Upon discovering the stash of drugs in the house, authorities initially thought the underground room housed a drug lab, according to the federal agent. A hazardous materials team was summoned to the scene to clear the area, but no chemicals were found. Inside the 8-by-8-foot room, accessible by a ladder, authorities found an illegal immigrant hiding under a table. The immigrant, Jose Alfredo Garrido Morena, 26, had been previously deported.

In the mostly Latino neighborhood where most people speak Spanish, the immigration status of the elder Manzano wasn’t an issue. Neighbor Rick Bush, 56, said the father helped him build a tree house in his backyard for $100, and said he seemed like “good people.”

It’s understandable that the younger Manzano faces punishment, he said, but he should be given some leniency. “They shouldn’t give him the maximum punishment. I don’t think he deserves years in jail,” Bush said.
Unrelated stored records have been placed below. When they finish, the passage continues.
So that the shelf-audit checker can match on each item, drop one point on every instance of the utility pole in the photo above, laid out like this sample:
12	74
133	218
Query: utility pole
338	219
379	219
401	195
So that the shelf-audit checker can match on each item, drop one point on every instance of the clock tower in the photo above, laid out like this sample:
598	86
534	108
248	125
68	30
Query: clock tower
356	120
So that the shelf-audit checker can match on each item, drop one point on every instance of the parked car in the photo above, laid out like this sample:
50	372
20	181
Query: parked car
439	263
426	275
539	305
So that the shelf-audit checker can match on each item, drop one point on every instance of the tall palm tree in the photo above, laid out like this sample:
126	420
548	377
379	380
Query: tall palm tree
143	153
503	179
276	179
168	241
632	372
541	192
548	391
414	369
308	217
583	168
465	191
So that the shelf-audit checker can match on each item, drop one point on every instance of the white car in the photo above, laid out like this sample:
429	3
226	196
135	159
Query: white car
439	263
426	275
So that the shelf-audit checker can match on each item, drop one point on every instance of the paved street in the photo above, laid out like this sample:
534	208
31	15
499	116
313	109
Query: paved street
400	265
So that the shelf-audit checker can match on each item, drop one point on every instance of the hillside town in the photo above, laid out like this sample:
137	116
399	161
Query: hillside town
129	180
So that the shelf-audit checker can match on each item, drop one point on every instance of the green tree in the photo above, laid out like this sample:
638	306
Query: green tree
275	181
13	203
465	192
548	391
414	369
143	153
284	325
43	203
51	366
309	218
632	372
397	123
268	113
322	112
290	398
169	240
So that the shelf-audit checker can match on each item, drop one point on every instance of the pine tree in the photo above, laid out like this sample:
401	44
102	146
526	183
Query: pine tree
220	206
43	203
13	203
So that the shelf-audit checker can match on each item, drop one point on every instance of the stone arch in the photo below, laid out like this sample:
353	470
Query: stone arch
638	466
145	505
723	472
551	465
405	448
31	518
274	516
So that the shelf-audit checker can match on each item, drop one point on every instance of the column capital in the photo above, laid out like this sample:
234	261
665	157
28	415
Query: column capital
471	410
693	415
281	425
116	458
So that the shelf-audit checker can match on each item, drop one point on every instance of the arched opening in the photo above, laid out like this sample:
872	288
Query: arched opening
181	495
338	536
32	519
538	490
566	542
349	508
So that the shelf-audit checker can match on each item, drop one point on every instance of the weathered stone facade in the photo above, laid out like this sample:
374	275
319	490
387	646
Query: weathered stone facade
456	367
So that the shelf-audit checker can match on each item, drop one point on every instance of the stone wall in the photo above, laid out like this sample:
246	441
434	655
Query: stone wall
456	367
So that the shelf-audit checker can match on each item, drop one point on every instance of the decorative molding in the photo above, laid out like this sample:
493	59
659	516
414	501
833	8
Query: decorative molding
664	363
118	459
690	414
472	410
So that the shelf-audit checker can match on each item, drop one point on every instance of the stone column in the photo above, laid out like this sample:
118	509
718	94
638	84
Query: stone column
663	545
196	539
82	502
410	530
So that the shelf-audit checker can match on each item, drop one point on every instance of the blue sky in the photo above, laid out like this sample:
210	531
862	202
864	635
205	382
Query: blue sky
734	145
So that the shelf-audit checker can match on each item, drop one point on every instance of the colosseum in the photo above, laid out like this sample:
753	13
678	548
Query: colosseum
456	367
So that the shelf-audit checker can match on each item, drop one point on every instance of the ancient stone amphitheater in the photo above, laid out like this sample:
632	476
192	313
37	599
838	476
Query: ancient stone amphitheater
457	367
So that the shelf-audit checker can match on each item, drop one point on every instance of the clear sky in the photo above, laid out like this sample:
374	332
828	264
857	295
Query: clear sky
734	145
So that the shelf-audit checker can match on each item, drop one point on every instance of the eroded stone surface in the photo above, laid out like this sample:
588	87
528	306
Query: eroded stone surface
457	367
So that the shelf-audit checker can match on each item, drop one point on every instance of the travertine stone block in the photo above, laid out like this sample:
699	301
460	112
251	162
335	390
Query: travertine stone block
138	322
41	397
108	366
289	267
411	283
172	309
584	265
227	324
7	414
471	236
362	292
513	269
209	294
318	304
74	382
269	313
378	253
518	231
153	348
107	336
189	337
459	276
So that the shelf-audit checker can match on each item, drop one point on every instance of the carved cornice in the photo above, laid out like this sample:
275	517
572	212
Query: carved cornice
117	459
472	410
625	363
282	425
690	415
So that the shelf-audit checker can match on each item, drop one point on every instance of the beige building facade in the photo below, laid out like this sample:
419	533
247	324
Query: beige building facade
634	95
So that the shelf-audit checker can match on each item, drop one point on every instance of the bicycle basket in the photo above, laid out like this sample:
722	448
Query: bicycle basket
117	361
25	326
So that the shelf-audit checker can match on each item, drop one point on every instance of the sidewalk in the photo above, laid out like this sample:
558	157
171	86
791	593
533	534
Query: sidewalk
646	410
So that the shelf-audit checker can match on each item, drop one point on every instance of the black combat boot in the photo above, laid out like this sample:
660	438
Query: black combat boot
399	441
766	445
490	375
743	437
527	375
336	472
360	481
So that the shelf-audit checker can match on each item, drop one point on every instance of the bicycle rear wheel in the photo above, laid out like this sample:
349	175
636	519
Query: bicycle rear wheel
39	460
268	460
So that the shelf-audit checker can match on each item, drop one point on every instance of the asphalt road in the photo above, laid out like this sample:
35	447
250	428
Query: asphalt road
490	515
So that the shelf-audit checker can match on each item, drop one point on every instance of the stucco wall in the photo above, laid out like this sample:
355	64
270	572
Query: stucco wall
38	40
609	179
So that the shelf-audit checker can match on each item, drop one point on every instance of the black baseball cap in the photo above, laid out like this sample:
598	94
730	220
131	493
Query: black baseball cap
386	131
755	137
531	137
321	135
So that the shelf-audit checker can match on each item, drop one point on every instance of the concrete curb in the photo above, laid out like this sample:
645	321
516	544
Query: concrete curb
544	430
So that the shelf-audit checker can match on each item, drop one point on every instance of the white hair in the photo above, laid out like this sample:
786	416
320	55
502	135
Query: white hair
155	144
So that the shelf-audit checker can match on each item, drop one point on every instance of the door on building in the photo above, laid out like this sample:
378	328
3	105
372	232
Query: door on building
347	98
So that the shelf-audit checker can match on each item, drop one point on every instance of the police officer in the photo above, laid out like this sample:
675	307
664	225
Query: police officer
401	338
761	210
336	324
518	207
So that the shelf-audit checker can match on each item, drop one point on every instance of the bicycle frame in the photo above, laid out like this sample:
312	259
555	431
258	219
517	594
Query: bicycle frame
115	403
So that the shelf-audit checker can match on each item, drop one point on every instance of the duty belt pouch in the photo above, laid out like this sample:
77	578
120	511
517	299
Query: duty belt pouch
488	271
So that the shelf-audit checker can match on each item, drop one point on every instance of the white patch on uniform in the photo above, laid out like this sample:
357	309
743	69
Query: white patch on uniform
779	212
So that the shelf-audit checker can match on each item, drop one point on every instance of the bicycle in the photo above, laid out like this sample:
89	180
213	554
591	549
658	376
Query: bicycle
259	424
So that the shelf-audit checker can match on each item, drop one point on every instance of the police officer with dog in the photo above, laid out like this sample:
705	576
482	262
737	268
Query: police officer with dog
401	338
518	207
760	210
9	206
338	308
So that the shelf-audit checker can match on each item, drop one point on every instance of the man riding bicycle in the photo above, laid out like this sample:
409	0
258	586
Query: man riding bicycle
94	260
Manzano’s case shares ironic circumstances with previous San Diego corruption cases. One Border Patrol agent convicted in 2006, Oscar Ortiz, turned out to be an illegal immigrant who presented a fraudulent birth certificate to get his job. Another agent accused of smuggling immigrants, Raul Villarreal, was a former agency spokesman who played the role of a Mexican smuggler in a Spanish-language public service announcement.